TRTIS 19.02 Issue with variable output layers

I have a tensorflow saved model that I am attempting to host in the TensorRT inference server.

Several if the inputs and outputs are variable size. Since it is a tensorflow saved model, I attemped to use the --strict-model-config=false flag to automatically generate the config. It generated this: (note I have changed the input/oyutput names to obfuscate the purpose of the model) where it replaced the variable dimensions with -1:

[ec2-user@SC-DEV-UE1-PERMANENT_PDFStructureWorker_i-0e176a5891893917d ~]$ curl localhost:8000/api/status
id: “inference:0”
version: “0.11.0”
uptime_ns: 154084243188
model_status {
key: “test”
value {
config {
name: “test”
platform: “tensorflow_savedmodel”
version_policy {
latest {
num_versions: 1
}
}
max_batch_size: 1
input {
name: “input1”
data_type: TYPE_FP32
dims: -1
}
input {
name: “input2”
data_type: TYPE_FP32
dims: -1
}
input {
name: “input3”
data_type: TYPE_FP32
dims: -1
}
input {
name: “input4”
data_type: TYPE_FP32
dims: -1
}
input {
name: “input5”
data_type: TYPE_FP32
dims: -1
}
input {
name: “input6”
data_type: TYPE_FP32
dims: -1
}
output {
name: “output1”
data_type: TYPE_INT64
}
output {
name: “output2”
data_type: TYPE_FP32
dims: 7
}
output {
name: “output3”
data_type: TYPE_INT32
}
output {
name: “output4”
data_type: TYPE_INT32
}
output {
name: “output5”
data_type: TYPE_FP32
}
output {
name: “output6”
data_type: TYPE_INT32
}
output {
name: “output7”
data_type: TYPE_FP32
}
output {
name: “output8”
data_type: TYPE_INT32
}
output {
name: “output9”
data_type: TYPE_FP32
dims: 4
}
instance_group {
name: “test”
count: 1
gpus: 0
kind: KIND_GPU
}
default_model_filename: “test.savedmodel”
}
version_status {
key: 44
value {
ready_state: MODEL_UNAVAILABLE
}
}
}
}

As you can see with the model state above, it couldn’t determine on all the input and output dimensions.

So I created a config.pbtxt with the dimensions of the input and output layers carefully constructed.

I tried this with tensorRT Inference Server and I am getting his error:

I0313 15:01:01.556557 1 loader.cc:298] SavedModel load for tags { serve }; Status: success. Took 273490 microseconds.
E0313 15:01:01.573928 1 retrier.cc:37] Loading servable: {name: test version: 44} failed: Invalid argument: unable to load model ‘test’, output ‘output1’ dims [-1] don’t match configuration dims [-1]
I0313 15:01:01.573977 1 loader_harness.cc:154] Encountered an error for servable version {name:test version: 44}: Invalid argument: unable to load model ‘test’, output ‘output1’ dims [-1] don’t match configuration dims [-1]

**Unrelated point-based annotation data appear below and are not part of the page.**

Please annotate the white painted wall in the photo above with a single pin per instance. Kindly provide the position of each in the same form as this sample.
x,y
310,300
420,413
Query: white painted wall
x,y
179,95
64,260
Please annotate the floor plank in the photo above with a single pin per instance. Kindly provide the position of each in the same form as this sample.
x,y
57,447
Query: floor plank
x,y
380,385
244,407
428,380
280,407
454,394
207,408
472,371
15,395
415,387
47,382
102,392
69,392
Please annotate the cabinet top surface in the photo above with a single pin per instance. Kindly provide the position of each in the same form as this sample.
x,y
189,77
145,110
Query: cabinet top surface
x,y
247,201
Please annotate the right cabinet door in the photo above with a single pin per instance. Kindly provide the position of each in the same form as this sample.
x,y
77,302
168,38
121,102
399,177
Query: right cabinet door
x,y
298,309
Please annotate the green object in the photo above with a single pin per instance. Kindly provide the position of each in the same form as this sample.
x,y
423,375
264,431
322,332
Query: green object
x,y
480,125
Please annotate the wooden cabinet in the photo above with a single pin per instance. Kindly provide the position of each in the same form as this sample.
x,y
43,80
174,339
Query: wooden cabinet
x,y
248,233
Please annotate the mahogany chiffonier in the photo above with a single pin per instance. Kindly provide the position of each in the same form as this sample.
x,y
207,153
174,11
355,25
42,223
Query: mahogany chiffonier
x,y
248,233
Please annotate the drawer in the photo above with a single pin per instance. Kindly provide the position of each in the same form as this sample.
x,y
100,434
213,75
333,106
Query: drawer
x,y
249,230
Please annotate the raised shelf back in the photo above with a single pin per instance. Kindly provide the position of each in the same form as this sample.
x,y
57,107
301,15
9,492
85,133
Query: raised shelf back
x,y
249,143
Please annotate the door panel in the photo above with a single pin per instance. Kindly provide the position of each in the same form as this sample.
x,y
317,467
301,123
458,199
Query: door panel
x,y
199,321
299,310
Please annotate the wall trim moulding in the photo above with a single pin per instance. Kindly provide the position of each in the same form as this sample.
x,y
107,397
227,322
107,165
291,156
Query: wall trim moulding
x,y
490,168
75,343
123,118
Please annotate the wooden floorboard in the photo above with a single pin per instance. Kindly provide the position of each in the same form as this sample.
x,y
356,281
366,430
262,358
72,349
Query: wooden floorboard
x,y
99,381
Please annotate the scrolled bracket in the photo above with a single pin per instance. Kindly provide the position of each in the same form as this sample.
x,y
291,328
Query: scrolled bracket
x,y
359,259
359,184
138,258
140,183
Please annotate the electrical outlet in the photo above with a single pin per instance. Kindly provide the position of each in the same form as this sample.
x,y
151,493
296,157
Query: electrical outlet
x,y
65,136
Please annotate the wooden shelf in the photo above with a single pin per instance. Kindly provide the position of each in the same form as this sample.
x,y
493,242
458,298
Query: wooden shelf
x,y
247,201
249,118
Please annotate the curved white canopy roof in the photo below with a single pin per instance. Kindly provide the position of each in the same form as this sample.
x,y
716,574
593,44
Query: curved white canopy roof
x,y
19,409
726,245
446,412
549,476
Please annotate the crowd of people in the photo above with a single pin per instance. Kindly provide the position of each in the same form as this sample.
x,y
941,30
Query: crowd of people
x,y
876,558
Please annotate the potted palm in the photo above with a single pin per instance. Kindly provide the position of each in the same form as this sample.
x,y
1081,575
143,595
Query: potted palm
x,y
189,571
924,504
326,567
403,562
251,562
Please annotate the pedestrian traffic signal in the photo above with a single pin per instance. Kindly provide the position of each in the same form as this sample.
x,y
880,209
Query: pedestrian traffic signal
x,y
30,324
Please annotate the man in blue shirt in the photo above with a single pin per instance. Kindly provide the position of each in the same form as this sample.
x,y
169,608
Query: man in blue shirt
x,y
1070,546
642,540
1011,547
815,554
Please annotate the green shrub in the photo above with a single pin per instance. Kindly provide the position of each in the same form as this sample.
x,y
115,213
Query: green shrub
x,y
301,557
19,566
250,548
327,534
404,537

If you look at the error, the for “output1” the config.pbtxt says the dimensions for output1 are -1, and the the configuration are -1, but they don’t match. Huh? What is going on here?

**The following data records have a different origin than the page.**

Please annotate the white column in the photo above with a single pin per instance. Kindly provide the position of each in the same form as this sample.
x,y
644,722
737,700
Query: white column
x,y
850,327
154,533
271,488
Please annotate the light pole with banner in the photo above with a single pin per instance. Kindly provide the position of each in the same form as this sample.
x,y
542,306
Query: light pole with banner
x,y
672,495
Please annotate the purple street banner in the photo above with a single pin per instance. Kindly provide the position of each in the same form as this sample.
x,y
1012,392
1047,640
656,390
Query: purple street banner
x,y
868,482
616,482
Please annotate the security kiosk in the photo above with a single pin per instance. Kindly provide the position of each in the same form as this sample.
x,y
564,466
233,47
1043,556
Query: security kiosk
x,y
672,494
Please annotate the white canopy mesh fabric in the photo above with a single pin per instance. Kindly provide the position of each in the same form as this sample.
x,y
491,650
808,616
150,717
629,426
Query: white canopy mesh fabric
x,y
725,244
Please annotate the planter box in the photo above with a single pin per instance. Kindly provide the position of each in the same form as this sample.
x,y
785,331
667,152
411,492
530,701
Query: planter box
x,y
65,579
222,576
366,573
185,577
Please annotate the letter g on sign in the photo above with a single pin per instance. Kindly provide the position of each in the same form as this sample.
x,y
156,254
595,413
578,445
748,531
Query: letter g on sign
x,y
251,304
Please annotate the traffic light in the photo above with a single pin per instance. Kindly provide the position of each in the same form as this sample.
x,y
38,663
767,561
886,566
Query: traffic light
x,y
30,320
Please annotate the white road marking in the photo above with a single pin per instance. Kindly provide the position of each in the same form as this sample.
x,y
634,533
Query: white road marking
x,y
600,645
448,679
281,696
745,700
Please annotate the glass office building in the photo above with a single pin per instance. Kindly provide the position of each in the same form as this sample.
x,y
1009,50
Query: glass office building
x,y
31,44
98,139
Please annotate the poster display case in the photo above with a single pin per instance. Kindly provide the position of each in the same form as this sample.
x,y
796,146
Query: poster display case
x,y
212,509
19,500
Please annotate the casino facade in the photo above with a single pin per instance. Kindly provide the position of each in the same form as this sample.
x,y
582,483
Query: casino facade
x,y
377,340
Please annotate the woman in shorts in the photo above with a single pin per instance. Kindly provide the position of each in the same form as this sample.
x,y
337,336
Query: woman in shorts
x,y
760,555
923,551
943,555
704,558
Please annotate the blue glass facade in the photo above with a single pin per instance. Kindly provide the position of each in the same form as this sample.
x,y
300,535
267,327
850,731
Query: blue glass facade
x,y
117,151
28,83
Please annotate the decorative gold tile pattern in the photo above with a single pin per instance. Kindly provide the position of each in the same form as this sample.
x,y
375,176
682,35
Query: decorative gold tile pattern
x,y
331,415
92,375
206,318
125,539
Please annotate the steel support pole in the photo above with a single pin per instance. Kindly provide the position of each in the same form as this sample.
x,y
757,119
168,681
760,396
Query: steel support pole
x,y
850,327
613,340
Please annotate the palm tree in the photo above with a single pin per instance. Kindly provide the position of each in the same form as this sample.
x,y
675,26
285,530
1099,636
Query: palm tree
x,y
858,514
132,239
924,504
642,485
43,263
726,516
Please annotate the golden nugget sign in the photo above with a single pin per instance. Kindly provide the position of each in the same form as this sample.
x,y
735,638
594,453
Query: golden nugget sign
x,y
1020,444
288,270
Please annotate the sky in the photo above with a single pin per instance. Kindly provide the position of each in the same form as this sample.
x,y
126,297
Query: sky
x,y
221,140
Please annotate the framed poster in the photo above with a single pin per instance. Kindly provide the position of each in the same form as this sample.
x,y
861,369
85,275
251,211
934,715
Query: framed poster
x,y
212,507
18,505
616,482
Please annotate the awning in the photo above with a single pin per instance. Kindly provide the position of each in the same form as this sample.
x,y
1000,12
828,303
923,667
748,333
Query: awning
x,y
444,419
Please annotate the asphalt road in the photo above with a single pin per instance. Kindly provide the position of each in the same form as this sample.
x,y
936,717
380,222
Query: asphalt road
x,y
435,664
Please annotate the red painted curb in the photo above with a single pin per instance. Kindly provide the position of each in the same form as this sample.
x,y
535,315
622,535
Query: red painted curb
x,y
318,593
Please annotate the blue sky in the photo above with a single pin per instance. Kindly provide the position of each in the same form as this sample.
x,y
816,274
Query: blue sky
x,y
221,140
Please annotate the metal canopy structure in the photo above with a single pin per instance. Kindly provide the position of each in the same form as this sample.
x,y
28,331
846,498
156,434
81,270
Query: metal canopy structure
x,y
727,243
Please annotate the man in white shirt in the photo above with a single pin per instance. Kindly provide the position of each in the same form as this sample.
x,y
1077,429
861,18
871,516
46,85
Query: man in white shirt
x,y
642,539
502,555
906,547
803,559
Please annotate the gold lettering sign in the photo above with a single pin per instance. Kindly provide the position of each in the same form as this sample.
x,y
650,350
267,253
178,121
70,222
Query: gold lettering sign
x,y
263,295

we are triaging and will keep you updated

Thanks. Just in case, I am coming to GTC next week and will bring my model with me to ask the experts sessions . (TensorRT and TensorRT Inference server.)

After reading the docs, I answered my first question in that dims: [-1] is the correct way to represent variable dimension inputs and outputs:

https://docs.nvidia.com/deeplearning/sdk/tensorrt-inference-server-guide/docs/model_configuration.html

"For models that support input and output tensors with variable-size dimensions, those dimensions can be listed as -1 in the input and output configuration. For example, if a model requires a 2-dimensional input tensor where the first dimension must be size 4 but the second dimension can be any size, the model configuration for that input would include dims: [ 4, -1 ]. The inference server would then accept inference requests where that input tensor’s second dimension was any value >= 1. "

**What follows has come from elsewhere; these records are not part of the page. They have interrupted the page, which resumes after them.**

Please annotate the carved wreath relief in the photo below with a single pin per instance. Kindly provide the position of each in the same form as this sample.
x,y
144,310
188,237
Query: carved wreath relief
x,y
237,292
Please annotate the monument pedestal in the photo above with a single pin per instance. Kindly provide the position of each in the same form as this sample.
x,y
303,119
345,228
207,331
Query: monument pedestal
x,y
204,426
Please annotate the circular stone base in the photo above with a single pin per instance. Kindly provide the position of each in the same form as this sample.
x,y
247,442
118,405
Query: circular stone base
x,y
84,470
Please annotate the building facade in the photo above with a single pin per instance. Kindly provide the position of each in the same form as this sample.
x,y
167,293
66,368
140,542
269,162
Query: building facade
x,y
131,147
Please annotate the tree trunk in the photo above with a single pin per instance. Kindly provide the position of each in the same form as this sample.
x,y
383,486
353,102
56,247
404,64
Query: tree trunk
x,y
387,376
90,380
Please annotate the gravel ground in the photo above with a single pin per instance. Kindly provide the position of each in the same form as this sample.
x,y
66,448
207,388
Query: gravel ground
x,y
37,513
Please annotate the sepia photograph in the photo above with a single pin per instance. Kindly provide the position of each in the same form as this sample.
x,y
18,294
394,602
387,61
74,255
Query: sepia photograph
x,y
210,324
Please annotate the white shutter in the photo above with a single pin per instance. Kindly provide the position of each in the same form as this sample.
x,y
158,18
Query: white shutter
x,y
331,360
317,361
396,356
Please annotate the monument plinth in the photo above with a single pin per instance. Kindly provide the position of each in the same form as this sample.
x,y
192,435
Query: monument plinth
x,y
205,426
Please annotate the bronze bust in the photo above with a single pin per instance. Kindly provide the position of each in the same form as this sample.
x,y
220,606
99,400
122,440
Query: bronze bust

I still need help with the this TRTIS error:

E0313 15:01:01.573928 1 retrier.cc:37] Loading servable: {name: test version: 44} failed: Invalid argument: unable to load model ‘test’, output ‘output1’ dims [-1] don’t match configuration dims [-1]
I0313 15:01:01.573977 1 loader_harness.cc:154] Encountered an error for servable version {name:test version: 44}: Invalid argument: unable to load model ‘test’, output ‘output1’ dims [-1] don’t match configuration dims [-1]

OK, it really looks like TRTIS is having a very hard time with output layers with variable dimensions [-1].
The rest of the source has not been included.